Capital spending equalization is a long-standing issue given renewed import last year when voters in five east-side cities in Salt Lake County opted to create their own school district. The new district, with fewer than half the students of the former Jordan School District, will take more than half of Jordan's tax base. So the forbidding cost of new schools needed in fast-growing west-side communities was left to taxpayers in what remains of the old district.
SB48 and House Bill 383 offer different solutions. SB48 would lower some property taxes by taking $28.7 million in income tax revenue from the Uniform School Fund - a hefty hit to education programs - and distributing it to districts with small tax bases and high property tax rates. Districts would have to lower their property tax revenue an equal amount to get the money.
To end up with a net revenue increase, the districts could keep their property tax rate the same, but would have to hold a Truth in Taxation hearing, or they could raise property taxes later on. An added provision of SB48 targets only Salt Lake County districts, requiring those with larger tax bases to contribute to an equalization fund to help districts that meet growth and enrollment criteria.

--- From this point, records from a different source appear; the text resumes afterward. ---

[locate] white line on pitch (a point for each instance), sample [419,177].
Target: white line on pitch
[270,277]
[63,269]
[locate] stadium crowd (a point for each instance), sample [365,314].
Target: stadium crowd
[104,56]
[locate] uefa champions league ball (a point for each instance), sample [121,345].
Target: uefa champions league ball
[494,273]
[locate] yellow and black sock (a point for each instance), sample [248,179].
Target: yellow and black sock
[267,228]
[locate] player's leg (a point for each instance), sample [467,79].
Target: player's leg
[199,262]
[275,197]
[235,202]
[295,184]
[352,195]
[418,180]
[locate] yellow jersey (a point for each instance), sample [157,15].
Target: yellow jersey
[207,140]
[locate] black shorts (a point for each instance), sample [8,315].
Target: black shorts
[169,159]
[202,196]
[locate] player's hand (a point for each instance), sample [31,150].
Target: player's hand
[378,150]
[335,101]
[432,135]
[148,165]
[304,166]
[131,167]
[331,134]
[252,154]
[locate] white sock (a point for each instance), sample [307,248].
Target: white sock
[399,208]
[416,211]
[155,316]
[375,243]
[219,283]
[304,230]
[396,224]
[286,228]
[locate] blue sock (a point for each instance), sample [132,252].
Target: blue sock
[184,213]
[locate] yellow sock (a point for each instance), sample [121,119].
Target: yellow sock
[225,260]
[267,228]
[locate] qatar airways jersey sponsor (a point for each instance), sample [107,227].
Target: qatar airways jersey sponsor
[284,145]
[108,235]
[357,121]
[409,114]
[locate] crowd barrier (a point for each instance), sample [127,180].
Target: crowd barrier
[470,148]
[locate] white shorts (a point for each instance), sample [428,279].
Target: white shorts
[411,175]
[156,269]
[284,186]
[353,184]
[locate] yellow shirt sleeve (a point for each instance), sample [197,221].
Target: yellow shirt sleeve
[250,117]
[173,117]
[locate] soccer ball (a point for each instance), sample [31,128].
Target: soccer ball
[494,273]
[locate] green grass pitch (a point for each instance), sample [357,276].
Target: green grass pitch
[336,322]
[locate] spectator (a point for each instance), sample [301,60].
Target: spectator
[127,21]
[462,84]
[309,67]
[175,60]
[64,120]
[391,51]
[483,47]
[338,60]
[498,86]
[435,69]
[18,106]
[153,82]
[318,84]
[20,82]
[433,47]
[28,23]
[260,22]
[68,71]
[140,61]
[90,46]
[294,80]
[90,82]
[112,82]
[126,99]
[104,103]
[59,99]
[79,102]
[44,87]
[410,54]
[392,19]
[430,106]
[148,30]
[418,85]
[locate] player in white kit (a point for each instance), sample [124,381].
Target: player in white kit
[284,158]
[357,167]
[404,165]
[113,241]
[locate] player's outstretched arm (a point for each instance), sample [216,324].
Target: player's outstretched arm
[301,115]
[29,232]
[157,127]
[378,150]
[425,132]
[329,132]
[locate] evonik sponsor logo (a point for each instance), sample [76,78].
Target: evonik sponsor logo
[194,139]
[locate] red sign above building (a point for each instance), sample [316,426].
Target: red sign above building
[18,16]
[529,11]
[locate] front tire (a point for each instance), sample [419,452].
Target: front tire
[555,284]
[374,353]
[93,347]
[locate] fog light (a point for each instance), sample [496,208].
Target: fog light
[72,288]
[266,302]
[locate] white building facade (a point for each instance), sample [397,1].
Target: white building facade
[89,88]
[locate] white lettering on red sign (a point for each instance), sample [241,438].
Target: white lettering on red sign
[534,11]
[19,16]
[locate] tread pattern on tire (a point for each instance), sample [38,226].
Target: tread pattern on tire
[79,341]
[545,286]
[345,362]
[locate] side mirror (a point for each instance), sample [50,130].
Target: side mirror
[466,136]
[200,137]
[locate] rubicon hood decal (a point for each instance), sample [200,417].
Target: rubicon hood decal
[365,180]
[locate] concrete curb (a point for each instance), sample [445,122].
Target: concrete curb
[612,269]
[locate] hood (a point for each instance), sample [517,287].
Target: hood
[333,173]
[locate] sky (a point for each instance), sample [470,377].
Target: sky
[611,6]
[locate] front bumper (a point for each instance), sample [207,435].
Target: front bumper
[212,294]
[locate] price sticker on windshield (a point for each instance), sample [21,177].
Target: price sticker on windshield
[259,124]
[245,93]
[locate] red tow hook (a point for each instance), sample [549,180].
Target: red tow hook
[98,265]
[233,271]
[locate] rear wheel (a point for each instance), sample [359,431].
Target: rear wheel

Under this formula, all Salt Lake districts would be losers except west-side Jordan.
HB48 attacks the problem with too many weapons - a statewide plan that lowers property taxes, and a pure equalization plan that would raise taxes, but only for most districts in Salt Lake County. And it fails to fairly distribute the burden among the state's 40 districts, which should be the goal.
House Bill 383 comes closer, without taking cash from the state education fund. It would include districts in first- through third-class counties in a broader equalization plan. Although there would be losers and winners, we see this scheme as more fair if it were applied statewide.
SB48 would rob education programs funded by the Uniform School Fund and would unreasonably single out Salt Lake County when revenue-sharing should involve all districts in Utah.